Daniel wrote one of my favorite books, Thinking: Fast and Slow (https://www.amazon.com/Thinking-Fast-Slow-Daniel-Kahneman/dp...). If you haven't read it, and you're into economics, behavioral psychology, and thinking about thinking then I'd highly recommend it. The first half of the book is especially compelling.
You will be missed! Sad to hear he passed, but glad he was able to go out on his own terms.
Part of the book has been swept up in the replication crisis facing psychology and the social sciences. It was discovered many prominent research findings were difficult or impossible for others to replicate, and thus the original findings were called into question. An analysis[51] of the studies cited in chapter 4, "The Associative Machine", found that their replicability index (R-index)[52] is 14, indicating essentially low to no reliability. Kahneman himself responded to the study in blog comments and acknowledged the chapter's shortcomings: "I placed too much faith in underpowered studies."[53] Others have noted the irony in the fact that Kahneman made a mistake in judgment similar to the ones he studied.[54]
A later analysis[55] made a bolder claim that, despite Kahneman's previous contributions to the field of decision making, most of the book's ideas are based on 'scientific literature with shaky foundations'. A general lack of replication in the empirical studies cited in the book was given as a justification.
I had read so many raves about that book, and heard the author got a Nobel prize for his ideas, so I started reading it.
I just could not digest it. I understood the words but I couldn't make whatever message he was trying to convey... it felt too "dense" for me. Maybe im just stupid, but I could not get past I think the first two chapters.
Since you’re giving an edgy take in a thread discussing the death of a respected author, I’ll be pedantic: you’re wrong about those people not reading a word of Smith or Keynes, since it’s impossible to avoid reading at least one of their common quotations if you have even a passing interest in the field.

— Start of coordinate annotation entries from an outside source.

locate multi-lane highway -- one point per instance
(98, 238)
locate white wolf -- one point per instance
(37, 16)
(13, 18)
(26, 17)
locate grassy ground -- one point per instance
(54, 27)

I suffered through the book and I just think it is a rather boring writing style.
The poseur part is that it doesn't matter if you know what is in the book or not. That is actually the interesting part of the book to me but also why it is largely an exercise in futility.
I would assume someone who says it is their favorite book just has not read that many non-fiction books.
Don't worry, it doesn't matter, because at best a lot of claims in this books just cannot be replicated, and at worst the book is completely useless because it's based on shitty science - depends on your POV.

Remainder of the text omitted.